« [SSJ: 239] RE Party Oriented Voting | Main | [SSJ: 244] Rat Choice and Psychology »

September 6, 1995

[SSJ: 243] Newcastle day 2

From: Jonathan Lewis
Posted Date: 1995/09/06

From: Jonathan Lewis [jonathan[atx]iss.u-tokyo.ac.jp]
Date: Tue, 5 Sep 1995

Opposition Politics and Environmental Politics

At the second day of the Japan Politics Group Colloquium (September 5), Stephen
Johnson of Oxford University examined efforts by the DSP, the JSP and the
Komeito to form a united non-Communist opposition in Japan during the early
1970s. His hypothesis was that parties suffering organisational crises are
likely to seek coalitions, and that coalitions formed for this reason will not
last long. To test these hypotheses he looked at the three parties during this
period to see whether they confirmed the following conditions:

(1) The party seeking the coalition is undergoing organizational crisis.
(2) Proposals for coalitions reflect organisational issues rather than policy
issues.
(3) Concerns for organisational stability contribute to a coalition's downfall.
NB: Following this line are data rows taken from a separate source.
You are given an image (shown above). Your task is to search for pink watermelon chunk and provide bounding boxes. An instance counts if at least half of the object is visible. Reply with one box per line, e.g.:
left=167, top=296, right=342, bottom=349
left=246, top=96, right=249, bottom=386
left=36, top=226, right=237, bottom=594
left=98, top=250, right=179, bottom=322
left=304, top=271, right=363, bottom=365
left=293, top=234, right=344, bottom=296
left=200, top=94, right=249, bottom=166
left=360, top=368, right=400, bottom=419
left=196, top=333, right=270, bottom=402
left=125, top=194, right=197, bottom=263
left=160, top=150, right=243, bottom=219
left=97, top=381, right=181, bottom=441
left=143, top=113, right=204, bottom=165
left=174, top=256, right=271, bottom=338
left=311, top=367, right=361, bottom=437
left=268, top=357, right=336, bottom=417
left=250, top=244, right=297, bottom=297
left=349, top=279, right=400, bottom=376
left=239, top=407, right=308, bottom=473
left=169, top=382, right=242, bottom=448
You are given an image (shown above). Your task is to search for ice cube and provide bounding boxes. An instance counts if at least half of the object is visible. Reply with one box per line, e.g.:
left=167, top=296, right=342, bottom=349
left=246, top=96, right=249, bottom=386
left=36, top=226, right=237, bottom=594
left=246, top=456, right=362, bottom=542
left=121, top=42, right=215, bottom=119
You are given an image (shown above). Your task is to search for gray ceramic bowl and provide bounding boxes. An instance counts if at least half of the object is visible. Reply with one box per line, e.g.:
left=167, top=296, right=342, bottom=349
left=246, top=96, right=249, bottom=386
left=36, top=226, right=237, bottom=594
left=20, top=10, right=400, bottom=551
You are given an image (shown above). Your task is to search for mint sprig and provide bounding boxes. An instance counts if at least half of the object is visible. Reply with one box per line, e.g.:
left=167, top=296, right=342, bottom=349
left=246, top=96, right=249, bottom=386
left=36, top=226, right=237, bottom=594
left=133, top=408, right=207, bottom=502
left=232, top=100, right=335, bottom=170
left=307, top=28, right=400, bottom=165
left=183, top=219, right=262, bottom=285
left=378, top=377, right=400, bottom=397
Mr. Johnson found that all three of these conditions obtained in this case,
hence the failure of the coalition to materialise. In the second paper, John
Crump of York University outlined environmental politics in Japan, based on his
forthcoming focus article in Environmental Politics. He categorised the key
players into Government (which in addition to the relevant government agencies
and the ruling parties includes business interests and opposition politicians);
Citizens' Movements, comprising the vast number of grassroots organisations; and
Environmental Ideologists, further divisible into those experts prepared to sing
the government's tune at symposia etc., ex-leftists looking for a new field in
which to agitate the passive masses (e.g., Ota Ryu), and fresh thinkers such as
Toda Kiyoshi.

Naoko Ise of Sheffield University took issue with Dr.Crump's categories,
pointing out that the standard social movement literature does not distinguish
between citizens' movements and ideologists; she further pinpointed the problem
of local government, perceived as part of the citizens' movements by central
government and as government by the citizens' movements. Other delegates
questioned the rather monolithic picture of government presented in the paper.
Commenting on both papers, Glen Hook (Sheffield) said that the late 1960s and
early 1970s saw a regime crisis from below as the socialists attempted and
failed to capture local power amid a pluralization of politics (emitomised by
the environmental movement), and also crisis from outside with the breakdown of
the Bretton Woods agreement. Regarding opposition politics, David Williams
(Sheffield) commented that the key linkages in the 1970s were not within
opposition parties but between the opposition and the LDP. James Babb
(Newcastle) pointed out that now that the "unchanging" 1955 system has passed
away, we are re-examining it in order to explain current splits and coalitions,
and discovering that it was by no means an unchanging system.